To make this dish you will need: 

Meatballs
1 package of ground turkey
4 medium onions, chopped
3 sprigs of rosemary
1 large egg
¼ cup ground almonds
¼ cup ground Parmesan cheese
2 teaspoons fine grain sea salt, divided
1 teaspoon ground black pepper
Rosemary Aioli
1 cup Low fat mayonnaise
2 cloves garlic
2 sprigs fresh rosemary
1 tablespoon freshly squeezed lemon juice
1.)  To make caramelized onions: heat 2 tablespoons of olive oil in a large skillet over low heat. Add onion, rosemary and 1 teaspoon of salt. Cook, stirring every now and then, until onions are soft and golden brown, about 40 minutes.
2.)  In a bowl combine Parmesan, egg, caramelized onions, 1 teaspoon salt, and 1 teaspoon pepper. Add ground turkey and ground almond and mix gently.
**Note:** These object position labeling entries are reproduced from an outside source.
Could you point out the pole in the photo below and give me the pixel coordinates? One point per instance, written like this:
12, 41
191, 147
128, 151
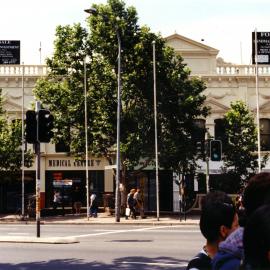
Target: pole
23, 210
37, 150
155, 116
118, 161
257, 103
207, 161
86, 140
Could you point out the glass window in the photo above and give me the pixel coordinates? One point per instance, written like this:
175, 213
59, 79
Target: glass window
265, 134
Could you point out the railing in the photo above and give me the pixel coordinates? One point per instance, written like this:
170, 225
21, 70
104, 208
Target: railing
244, 70
17, 70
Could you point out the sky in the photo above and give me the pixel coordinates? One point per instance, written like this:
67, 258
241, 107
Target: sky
225, 25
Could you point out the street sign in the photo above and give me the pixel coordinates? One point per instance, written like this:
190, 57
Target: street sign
10, 51
263, 48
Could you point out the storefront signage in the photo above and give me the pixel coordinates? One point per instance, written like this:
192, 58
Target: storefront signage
10, 52
73, 163
263, 48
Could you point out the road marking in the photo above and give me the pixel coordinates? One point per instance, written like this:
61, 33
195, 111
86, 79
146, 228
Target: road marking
123, 231
158, 264
18, 233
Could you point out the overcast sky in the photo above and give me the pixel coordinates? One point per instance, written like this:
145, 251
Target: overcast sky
223, 24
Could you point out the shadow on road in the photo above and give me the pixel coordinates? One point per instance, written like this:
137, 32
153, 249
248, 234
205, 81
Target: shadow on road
127, 263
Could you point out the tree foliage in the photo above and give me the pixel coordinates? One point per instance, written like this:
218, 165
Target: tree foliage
241, 159
11, 142
179, 97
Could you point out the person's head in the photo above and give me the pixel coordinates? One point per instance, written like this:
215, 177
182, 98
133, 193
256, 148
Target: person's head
218, 217
256, 238
257, 192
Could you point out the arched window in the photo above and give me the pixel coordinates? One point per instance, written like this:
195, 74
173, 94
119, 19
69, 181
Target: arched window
265, 134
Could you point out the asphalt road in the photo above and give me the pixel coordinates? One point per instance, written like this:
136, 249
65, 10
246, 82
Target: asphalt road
102, 247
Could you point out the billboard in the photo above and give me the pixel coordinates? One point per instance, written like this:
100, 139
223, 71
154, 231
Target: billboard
10, 51
263, 48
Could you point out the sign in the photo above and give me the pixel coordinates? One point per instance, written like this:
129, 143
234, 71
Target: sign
10, 51
263, 48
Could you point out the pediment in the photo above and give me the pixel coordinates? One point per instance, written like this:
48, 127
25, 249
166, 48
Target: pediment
10, 106
216, 106
185, 45
265, 108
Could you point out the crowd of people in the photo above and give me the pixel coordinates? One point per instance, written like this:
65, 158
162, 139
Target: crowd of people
237, 233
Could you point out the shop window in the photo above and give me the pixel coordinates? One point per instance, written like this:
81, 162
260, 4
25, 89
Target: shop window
265, 134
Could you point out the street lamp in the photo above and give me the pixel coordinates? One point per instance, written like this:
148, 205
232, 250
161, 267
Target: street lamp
155, 116
93, 11
86, 139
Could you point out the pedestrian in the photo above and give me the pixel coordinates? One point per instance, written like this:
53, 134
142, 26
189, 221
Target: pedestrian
56, 200
256, 240
93, 206
231, 251
131, 203
76, 198
139, 202
218, 219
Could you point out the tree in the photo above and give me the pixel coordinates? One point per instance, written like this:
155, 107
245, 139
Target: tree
179, 97
10, 143
240, 158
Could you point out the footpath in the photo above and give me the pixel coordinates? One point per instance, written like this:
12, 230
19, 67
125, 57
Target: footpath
81, 219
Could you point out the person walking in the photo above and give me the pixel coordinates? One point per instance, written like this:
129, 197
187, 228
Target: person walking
139, 202
76, 199
93, 206
131, 202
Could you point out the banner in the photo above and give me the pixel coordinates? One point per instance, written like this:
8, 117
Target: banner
263, 48
10, 52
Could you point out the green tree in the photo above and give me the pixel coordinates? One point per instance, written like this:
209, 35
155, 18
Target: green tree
241, 159
10, 143
179, 97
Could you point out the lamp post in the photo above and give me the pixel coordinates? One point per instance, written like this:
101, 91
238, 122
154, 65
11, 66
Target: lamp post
86, 139
155, 116
23, 145
93, 11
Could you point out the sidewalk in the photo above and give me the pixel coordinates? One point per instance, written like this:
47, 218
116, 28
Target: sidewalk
105, 219
102, 219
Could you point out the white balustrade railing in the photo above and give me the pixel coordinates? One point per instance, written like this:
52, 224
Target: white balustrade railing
244, 70
29, 70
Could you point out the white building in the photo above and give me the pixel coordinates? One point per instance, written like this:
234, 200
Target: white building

With dampened hands, form into 20 balls.
3.) Heat your grill to medium high and spray the grill with Pam.  Add meatballs, and cook, turning gently, until browned on all sides and cooked through, about 18 to 20 minutes.
Rosemary Aioli
1.)  Coarsely chop garlic and gather into a pile; sprinkle with a pinch of salt. Place flat side of knife blade on top of garlic, with sharp side of blade away from you; press down firmly while pulling knife toward you to create a paste.
2.)  Holding rosemary sprigs at their top, slide your fingers down it, to the bottom, to strip off the needles. Finely chop them.
3.)  Whisk mayo, garlic, rosemary and lemon in small bowl to blend.
Season to taste with salt and pepper. (The rosemary aioli can be used on steak, chicken or fish.  It tastes great on just about everything!)